This week some 200 sailors aboard 37 cruising yachts and three motor cruisers set sail from the Royal Yacht Club of Tasmania in Hobart on the 11th biennial Van Diemens Land Circumnavigation Cruise, familiarly known as the VDL-C.
VDL-C Cruise Nigel Hill and David Weir preparing Dreamtime - photo Peter Campbell
For many it will be one of the adventures of their lifetime. For others, it will be a sentimental journey. Hobart yachtsman Dave Weir is sailing his ninth circumnavigation of the island now known as Tasmania, skippering his comfortable cruising yacht Dreamtime of Tasmania.
Tasmania sailing - photo by Jack and Jude Binder
The boats come from as far north as Hervey Bay in Queensland as well as from South Australia, New South Wales, Victoria and Queensland.
The first leg is up the East Coast, passing through the Furneaux Islands and then on to Beauty Point on the Tamar River for three days of river cruising and some shore leave to visit vineyard and other local attractions.
Not all of the boats will complete a full circumnavigation. At Beauty Point, eight boats in the 'half-circumnavigation Tamar Cruise' will leave the fleet, but the numbers will not reduce, as their places are to be taken by yachts that have sailed across Bass Strait from Geelong.
'I’ve been in nine of the 11 VDL-C Cruises…each of them different, with the prime objective of enjoying cruising in company as we show them the beautiful coastline of Tasmania,' Dave Weir said at the Royal Yacht Club of Tasmania (RYCT) before departing.
'I’ve sailed the VDL-C aboard several different yachts, and was Cruise Commodore several times, so I just had to continue doing the Cruise and showing sailors from around Australia the magnificent coastal scenery and waterways of Tasmania.
VDL-C Cruise Commodore Nigel Hill briefs the media before the Cruise. Photo Peter Campbell
'This year will be the first time for probably half of the cruising boats; the others have been before and just can’t wait to get on the list for the next Cruise.
'The beauty of this event is that we can provide any guidance of advise they need; after all, we will be cruising in small boats in the ‘roaring forties’ on the edge of the world’s largest ocean.'
Cruise Commodore Nigel Hill described the VDL-C as unique in Australia, '800 nautical miles of wonderful cruising – if you don’t have to tack!'
'We will be stopping overnight, or for several days, in magnificent places like the inside of Maria Island, the Tamar River, the Three Hummocks Islands and on the West Coast in Macquarie Harbour and then in Port Davey,' he said.

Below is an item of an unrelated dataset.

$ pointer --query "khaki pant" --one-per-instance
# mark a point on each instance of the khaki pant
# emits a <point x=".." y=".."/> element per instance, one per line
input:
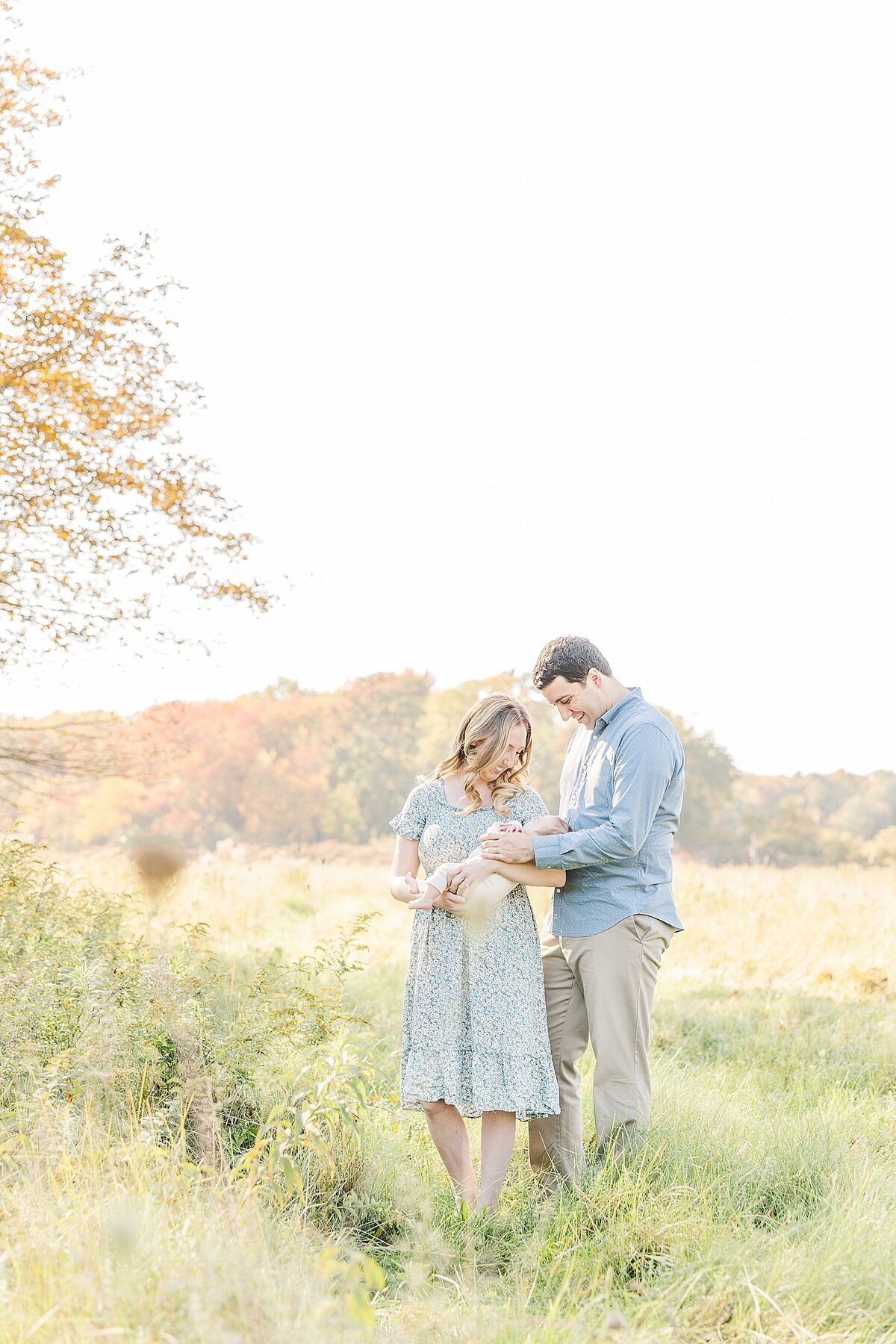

Commodore Hill said the VDL-C Cruise was about 'sailing and navigating at all times within the bounds of good seamanship, as well as being self-reliant and as self-contained as possible.'
The circumnavigation will take about five weeks. Why not think about it for next year?
A little history:
Tasmania idyllic sailing photo by Jack Binder
Captain James Kelly, colonial navigator, explorer, whaler and port officer, was the first Hobart sailor to circumnavigate Van Diemens Land in the summer of 1815-16, in a whaleboat.
Kelly completed the voyage just once, in doing so discovering Port Davey, Macquarie Harbour and the Gordon River, thus opening up the West Coast’s potential for mining and logging Huon pine.
The first pleasure yacht to follow his course was Duncan McRae’s Kintail in 1947, currently back in Hobart for the Australian Wooden Boat Festival.